O PFA também afirmou que o número de jogadores que foram mortos ou morreram de fome nos sets Gaza 421, incluindo 103 crianças.
A UEFA então colocou banners em campo antes da partida da Super Cup entre Paris St-Germain e Tottenham na Itália em agosto, lendo “Stop Killing Children” e “Stop Killing Citizens”.
A FA turca agora se tornou o primeiro membro da UEFA a buscar publicamente a suspensão de Israel.
“Apesar de sua posição como defensores de valores civilizados e paz, o mundo dos esportes e as instituições de futebol permaneceram em silêncio por um longo tempo”, disse o presidente da FA turca, Ibrahim Haciosmanoglu.

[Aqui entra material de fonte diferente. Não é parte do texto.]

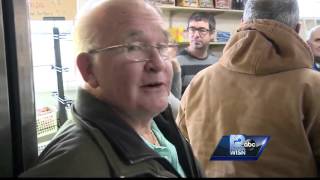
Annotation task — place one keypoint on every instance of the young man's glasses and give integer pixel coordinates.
(139, 51)
(201, 31)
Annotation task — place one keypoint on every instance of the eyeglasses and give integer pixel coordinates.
(139, 51)
(202, 31)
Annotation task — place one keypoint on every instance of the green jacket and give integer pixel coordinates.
(97, 143)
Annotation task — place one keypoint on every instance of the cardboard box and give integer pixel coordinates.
(223, 4)
(188, 3)
(206, 3)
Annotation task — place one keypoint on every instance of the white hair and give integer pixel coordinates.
(284, 11)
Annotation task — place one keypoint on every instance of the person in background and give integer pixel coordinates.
(263, 85)
(116, 128)
(201, 27)
(174, 100)
(313, 41)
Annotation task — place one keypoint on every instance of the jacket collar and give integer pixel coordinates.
(263, 47)
(102, 116)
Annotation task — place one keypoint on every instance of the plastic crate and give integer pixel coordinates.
(46, 122)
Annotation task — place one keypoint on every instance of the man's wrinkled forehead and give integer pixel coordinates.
(135, 34)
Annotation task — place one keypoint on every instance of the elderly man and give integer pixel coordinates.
(263, 85)
(313, 41)
(115, 130)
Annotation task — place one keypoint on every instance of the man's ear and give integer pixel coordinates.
(85, 66)
(297, 29)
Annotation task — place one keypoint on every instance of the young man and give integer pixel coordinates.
(116, 129)
(263, 85)
(200, 29)
(313, 41)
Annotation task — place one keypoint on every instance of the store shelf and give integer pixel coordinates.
(211, 43)
(192, 9)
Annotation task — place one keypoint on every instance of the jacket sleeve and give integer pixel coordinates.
(181, 117)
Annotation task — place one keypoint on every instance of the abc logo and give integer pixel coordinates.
(249, 143)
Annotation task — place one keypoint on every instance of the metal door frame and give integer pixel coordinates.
(19, 97)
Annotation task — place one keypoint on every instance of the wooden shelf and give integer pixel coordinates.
(190, 9)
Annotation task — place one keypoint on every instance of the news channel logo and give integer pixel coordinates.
(240, 147)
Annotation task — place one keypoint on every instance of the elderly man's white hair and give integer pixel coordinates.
(312, 30)
(284, 11)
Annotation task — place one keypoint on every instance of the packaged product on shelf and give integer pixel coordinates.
(223, 4)
(188, 3)
(163, 2)
(177, 34)
(206, 3)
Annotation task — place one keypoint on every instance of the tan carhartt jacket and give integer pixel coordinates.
(262, 85)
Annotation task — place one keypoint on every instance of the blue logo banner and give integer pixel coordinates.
(240, 147)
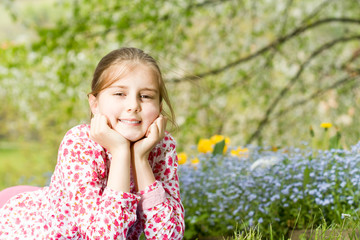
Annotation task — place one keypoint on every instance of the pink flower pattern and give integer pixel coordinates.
(78, 205)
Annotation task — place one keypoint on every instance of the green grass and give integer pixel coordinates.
(348, 229)
(25, 163)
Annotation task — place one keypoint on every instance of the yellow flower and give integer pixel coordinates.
(240, 152)
(326, 125)
(195, 161)
(205, 145)
(182, 158)
(218, 138)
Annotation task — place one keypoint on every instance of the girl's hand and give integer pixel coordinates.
(156, 131)
(103, 134)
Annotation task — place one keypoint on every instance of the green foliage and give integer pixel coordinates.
(231, 66)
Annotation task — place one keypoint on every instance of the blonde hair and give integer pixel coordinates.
(127, 57)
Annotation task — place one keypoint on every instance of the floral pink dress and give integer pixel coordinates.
(78, 205)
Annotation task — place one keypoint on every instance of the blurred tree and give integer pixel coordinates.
(257, 71)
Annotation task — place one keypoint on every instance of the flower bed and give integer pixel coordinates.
(290, 188)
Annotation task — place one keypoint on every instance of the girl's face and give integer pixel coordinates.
(132, 103)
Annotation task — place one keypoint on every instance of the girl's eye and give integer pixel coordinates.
(145, 96)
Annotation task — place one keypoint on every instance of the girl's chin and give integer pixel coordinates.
(133, 137)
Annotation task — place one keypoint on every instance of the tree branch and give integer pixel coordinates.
(282, 93)
(317, 94)
(273, 44)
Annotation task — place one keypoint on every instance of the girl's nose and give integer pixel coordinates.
(134, 104)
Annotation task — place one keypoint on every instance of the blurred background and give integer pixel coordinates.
(260, 72)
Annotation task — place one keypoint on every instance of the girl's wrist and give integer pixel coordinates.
(120, 150)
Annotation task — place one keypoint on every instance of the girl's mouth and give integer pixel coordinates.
(130, 121)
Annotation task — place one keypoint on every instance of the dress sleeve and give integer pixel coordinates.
(160, 210)
(98, 212)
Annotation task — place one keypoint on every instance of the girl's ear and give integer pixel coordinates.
(93, 103)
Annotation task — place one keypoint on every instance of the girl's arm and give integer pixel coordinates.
(119, 147)
(161, 210)
(96, 210)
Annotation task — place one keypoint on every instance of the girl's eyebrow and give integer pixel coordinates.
(142, 89)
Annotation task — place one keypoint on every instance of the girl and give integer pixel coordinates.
(114, 178)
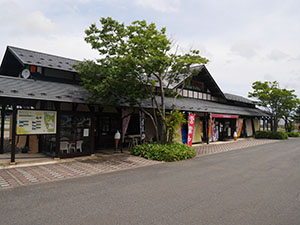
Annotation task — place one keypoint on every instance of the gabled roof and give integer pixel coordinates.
(198, 105)
(207, 79)
(29, 57)
(237, 98)
(12, 87)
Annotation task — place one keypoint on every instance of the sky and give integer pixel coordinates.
(245, 41)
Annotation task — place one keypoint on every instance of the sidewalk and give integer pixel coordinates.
(225, 146)
(17, 176)
(31, 173)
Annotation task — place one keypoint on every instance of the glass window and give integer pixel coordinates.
(185, 93)
(75, 133)
(200, 95)
(195, 94)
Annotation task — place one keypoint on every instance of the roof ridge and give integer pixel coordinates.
(33, 51)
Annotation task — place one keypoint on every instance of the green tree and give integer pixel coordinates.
(288, 107)
(280, 103)
(137, 62)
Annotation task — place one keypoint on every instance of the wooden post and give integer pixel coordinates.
(2, 129)
(58, 127)
(13, 138)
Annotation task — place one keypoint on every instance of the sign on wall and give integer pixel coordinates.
(142, 127)
(191, 129)
(36, 122)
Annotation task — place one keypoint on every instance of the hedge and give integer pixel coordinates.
(293, 134)
(271, 134)
(168, 152)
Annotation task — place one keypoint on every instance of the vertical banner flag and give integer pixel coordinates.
(209, 126)
(126, 119)
(239, 126)
(191, 129)
(142, 127)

“É hora da FIFA e UEFA agirem. Israel deve ser proibido por todas as competições esportivas imediatamente”.
O exército israelense lançou uma campanha em Gaza em resposta ao ataque da liderança do Hamas no sul de Israel em 7 de outubro de 2023, que matou cerca de 1.200 pessoas e 251 outras eram reféns.
Pelo menos 65.502 pessoas foram mortas em ataques israelenses em Gaza desde então, de acordo com o Ministério da Saúde do Hamas.

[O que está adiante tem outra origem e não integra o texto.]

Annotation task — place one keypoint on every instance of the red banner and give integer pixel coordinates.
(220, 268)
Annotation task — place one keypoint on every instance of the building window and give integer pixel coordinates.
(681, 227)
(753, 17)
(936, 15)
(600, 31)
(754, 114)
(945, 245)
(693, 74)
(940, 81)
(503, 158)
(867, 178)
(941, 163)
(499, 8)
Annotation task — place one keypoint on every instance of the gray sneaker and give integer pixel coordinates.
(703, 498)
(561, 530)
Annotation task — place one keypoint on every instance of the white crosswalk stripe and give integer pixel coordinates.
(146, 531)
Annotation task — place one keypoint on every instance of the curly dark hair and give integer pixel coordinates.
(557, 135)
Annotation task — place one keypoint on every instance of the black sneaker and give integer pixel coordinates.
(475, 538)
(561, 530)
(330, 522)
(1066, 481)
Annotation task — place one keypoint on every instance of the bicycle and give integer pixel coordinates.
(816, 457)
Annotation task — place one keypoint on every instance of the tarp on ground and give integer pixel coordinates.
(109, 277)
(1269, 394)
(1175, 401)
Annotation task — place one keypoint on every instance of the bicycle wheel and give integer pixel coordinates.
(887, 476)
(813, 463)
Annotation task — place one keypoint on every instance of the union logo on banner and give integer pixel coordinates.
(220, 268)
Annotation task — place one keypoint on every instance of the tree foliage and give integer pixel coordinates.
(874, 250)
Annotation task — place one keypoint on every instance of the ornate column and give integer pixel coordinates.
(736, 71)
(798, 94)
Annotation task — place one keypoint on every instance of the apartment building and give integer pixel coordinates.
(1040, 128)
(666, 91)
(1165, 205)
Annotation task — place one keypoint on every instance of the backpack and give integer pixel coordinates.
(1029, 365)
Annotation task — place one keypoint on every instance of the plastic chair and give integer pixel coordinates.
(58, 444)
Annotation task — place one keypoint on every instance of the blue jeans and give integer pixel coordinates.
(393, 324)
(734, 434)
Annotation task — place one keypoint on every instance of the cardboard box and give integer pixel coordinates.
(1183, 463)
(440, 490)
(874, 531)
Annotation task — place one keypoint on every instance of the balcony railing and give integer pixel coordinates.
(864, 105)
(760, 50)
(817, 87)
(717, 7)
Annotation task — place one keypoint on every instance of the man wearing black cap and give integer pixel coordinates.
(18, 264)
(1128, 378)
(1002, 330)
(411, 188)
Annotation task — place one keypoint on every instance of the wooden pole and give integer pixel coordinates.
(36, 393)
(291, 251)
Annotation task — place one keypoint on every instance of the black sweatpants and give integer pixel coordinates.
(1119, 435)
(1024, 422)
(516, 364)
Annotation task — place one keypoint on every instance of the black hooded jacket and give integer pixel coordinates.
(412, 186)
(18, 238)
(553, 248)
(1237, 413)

O ex-arsenal e o verdadeiro defensor de hoje Betis Hector Bellerin superaram o conflito israelense-a-gaza e disse à BBC que ele sente que as regras não foram aplicadas igualmente à Rússia e Israel.

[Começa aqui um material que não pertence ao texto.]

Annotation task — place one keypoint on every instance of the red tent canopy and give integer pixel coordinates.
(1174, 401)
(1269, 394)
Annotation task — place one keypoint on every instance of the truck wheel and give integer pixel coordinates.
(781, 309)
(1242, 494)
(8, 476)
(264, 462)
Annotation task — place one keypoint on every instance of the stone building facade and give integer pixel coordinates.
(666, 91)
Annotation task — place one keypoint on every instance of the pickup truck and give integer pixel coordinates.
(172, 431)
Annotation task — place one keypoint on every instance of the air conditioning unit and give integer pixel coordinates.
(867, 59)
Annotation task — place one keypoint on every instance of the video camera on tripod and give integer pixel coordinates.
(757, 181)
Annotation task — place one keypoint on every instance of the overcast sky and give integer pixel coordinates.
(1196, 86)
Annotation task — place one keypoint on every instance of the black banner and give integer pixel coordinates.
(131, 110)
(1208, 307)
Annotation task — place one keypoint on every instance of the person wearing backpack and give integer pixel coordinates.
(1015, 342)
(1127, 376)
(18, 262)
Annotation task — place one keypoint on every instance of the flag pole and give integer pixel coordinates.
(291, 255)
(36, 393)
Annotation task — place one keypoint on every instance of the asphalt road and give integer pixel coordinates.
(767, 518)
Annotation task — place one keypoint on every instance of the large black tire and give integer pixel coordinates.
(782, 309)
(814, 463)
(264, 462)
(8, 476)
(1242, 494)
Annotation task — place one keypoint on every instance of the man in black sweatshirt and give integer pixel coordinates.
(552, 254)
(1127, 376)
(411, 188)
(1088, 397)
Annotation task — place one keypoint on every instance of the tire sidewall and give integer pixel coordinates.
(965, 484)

“Só não entendo como a guerra entre a Rússia e a Ucrânia começou, a Rússia não pôde competir em nenhum esporte e agora a medição é um bar diferente para o que está acontecendo com Israel”, disse o espanhol. “Eu não acho que está certo.
“Há crianças e famílias que são bombardeadas diariamente. Desejo a todos os meus colegas. Todas as organizações do futebol vão em frente, porque o futebol é mais frequentemente o lugar onde as pessoas parecem”.
Mas outros argumentam que Israel deve manter sua posição nas competições da UEFA.
“Para a UEFA ou a FIFA remover Israel das partidas de futebol, seria uma traição às comunidades judaicas em todo o mundo e um ato de abuso, demonização e degradação de Israel”, disse Simon Johnson, ex -conselho de conselheiro corporativo e ex -conselheiro.
“Ele não faria nada para acabar com a guerra ou trazer paz para a área”.
A pressão parece criar uma decisão oficial, que, seja qual for o caminho, poderia ter consequências sísmicas muito além do futebol.
Relatórios adicionais de Shamoon Hafez.